Considering a valid pointer and an invalid pointer, should they be `\separated()`?

[zilbuz]

In the following examples with a valid pointer and an invalid pointer, should they be \separated()?

Example 1:

#include <stdlib.h>
int main() {
    int * a = malloc(sizeof(int));
    int * b = malloc(sizeof(int));
    free(a);
    if (b) {
        //@ assert !\valid(a);
        //@ assert \valid(b);

        //@ assert \separated(a, b); // ?
    }
    free(b);
    return 0;
}       

Example 2:

int * f() {
    int a = 0;
    return &a;
}
int main() {
    int * a = f();
    int b = 0;
    //@ assert !\valid(a);
    //@ assert \valid(&b);

    //@ assert \separated(a, &b); // ?
    return 0;
}

[yakobowski]

There is a subtlety here. IMO, a is not invalid here. Instead, the bit pattern at location a is dangling, meaning that it is not even a pointer. In particular, I would have said that //@ assert !\valid(a); is not provable.

What you can prove instead is //@assert \dangling(&a);. But notice that we are not speaking about the location pointed to by a; only of its bit-pattern. As this bit-pattern is not a pointer, applying \separated on it is meaningless, and your last assertion has no definitive truth value.

(I noticed that Eva proves //@ assert !\valid(a);. This contradicts parts of what I said above, but I stand by my analysis. Also, saying that uninitialized/dangling bit patterns are invalid is certainly more convenient for the user.

[zilbuz]

Thanks for the explanation.

How would you build an invalid pointer? Do you have to for instance build a pointer that's not correctly aligned according to its type?

And if one of the pointer is effectively invalid, does my question still stand? I guess that if my examples are not pointers, then an invalid pointer should still represent a memory location and a size, possibly inside allocated memory. If that's the case then I guess \separated() should be computed as usual, even if some pointers are invalid. What do you think?

[yakobowski]

How would you build an invalid pointer? Do you have to for instance build a pointer that's not correctly aligned according to its type?

Actually, ACSL has never specified what it means for a pointer to be correctly aligned.
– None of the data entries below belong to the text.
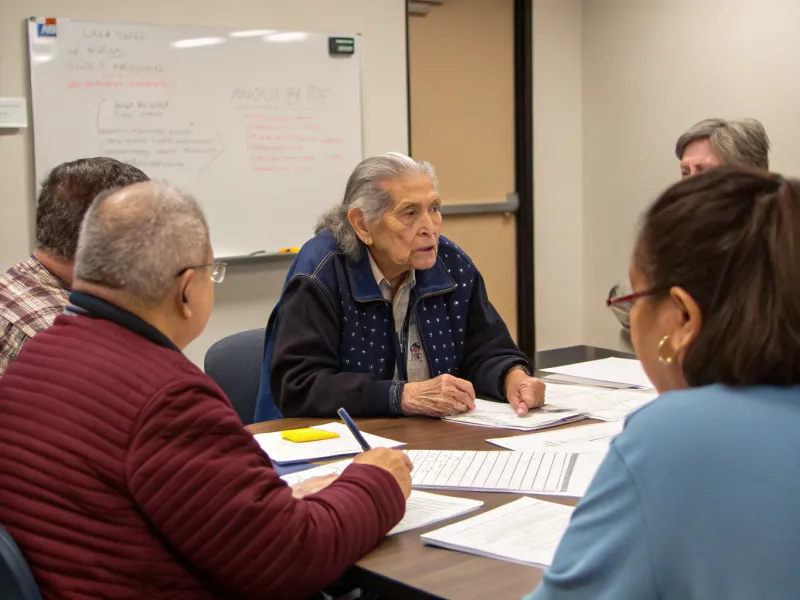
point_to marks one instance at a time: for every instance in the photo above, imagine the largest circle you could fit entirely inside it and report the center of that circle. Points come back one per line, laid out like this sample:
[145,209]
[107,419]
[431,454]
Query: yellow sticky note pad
[307,434]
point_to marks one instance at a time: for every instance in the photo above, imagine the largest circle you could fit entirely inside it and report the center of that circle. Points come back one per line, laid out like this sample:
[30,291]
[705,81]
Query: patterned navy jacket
[331,339]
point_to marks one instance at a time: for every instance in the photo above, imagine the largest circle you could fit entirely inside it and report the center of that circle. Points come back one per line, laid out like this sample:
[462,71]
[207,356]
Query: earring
[662,348]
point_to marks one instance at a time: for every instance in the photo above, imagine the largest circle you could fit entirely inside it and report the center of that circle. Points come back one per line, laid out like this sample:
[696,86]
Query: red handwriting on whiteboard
[281,144]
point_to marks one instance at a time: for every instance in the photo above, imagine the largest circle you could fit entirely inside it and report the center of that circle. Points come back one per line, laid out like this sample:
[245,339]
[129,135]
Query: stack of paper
[596,403]
[422,508]
[283,451]
[608,372]
[587,438]
[501,414]
[546,473]
[526,531]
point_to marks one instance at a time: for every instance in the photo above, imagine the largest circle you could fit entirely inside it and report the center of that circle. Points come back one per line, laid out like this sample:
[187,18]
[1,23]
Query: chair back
[234,362]
[16,579]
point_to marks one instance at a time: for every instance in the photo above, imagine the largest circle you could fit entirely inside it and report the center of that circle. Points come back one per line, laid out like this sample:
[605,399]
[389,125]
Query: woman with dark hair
[698,496]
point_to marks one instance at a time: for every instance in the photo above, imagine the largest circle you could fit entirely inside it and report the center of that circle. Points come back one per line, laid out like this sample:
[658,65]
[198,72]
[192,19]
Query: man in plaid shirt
[34,291]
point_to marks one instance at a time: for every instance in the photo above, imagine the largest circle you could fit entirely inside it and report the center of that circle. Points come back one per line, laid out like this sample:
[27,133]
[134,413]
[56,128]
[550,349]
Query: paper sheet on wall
[526,531]
[586,438]
[13,113]
[501,414]
[422,508]
[283,451]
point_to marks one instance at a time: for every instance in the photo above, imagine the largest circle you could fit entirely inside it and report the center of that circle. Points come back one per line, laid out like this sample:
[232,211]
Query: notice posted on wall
[13,113]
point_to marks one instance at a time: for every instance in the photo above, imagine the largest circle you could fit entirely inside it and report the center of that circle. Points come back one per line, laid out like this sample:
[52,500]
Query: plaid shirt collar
[31,296]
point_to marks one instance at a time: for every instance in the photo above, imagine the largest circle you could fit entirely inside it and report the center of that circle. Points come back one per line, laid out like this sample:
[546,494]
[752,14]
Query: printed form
[596,403]
[501,414]
[586,438]
[422,508]
[526,531]
[545,473]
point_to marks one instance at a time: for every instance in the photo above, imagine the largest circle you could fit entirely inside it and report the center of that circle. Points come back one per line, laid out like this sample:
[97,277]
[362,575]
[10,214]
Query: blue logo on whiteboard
[46,30]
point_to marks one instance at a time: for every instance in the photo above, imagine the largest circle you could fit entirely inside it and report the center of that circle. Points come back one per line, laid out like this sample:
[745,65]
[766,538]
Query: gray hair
[741,142]
[364,190]
[137,239]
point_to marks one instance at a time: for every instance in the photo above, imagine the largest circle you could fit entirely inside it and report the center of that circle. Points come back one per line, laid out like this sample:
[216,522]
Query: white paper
[585,438]
[285,452]
[13,112]
[526,531]
[615,370]
[422,508]
[545,473]
[501,414]
[334,468]
[597,403]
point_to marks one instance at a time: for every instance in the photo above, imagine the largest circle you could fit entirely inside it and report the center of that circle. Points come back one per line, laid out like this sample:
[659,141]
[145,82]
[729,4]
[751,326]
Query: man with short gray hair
[714,142]
[706,144]
[148,484]
[34,291]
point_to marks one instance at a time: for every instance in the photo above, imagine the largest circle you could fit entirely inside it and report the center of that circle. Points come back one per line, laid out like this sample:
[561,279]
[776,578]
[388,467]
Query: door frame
[523,168]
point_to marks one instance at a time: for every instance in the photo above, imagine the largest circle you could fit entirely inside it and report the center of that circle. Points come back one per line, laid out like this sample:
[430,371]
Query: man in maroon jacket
[124,471]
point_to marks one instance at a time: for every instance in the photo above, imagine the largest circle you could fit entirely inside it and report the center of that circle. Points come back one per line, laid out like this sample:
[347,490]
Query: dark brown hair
[731,238]
[68,191]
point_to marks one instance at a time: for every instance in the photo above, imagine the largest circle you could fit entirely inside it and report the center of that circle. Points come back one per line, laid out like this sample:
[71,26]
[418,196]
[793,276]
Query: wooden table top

So you won't get an invalid pointer this way. But there are actually simpler approaches. Just do

int x;
int *p = &x + 1;

p is invalid here.

And if one of the pointer is effectively invalid, does my question still stand?

IMO, the answer is no. Consider

int x;
int *p = (int *)((char*)(&x) + 1);

p is invalid too. But p and &x are not separated.

If you rephrase your question as "one valid pointer and one valid, both well-aligned (whatever that means for the invalid one)", then I would be inclined to say the answer is yes. But since ACSL does not define well-aligned pointers, it will be hard to prove this theory...

I guess that if my examples are not pointers, then an invalid pointer should still represent a memory location and a size, possibly inside allocated memory.

Sure. But only on a low-level view of the memory, and ACSL makes sure to stay quite abstract. Between other things, this allows to use a memory model more precise than the one defined by ACSL, meaning that you can assign truth value True or False to properties that cannot be determined from the ACSL specification itself. This is what Eva does on the initial //@ assert !\valid(a); example. This is fine as long as you do not start using two plugins that make contradictory assumptions!

[vprevosto]

@yakobowski, interesting example. You're right, an invalid pointer (at least when sizeof(*p) > 1) can indeed point partially to allocated memory, so that it is not possible to automatically assume that it is separated from any valid pointer.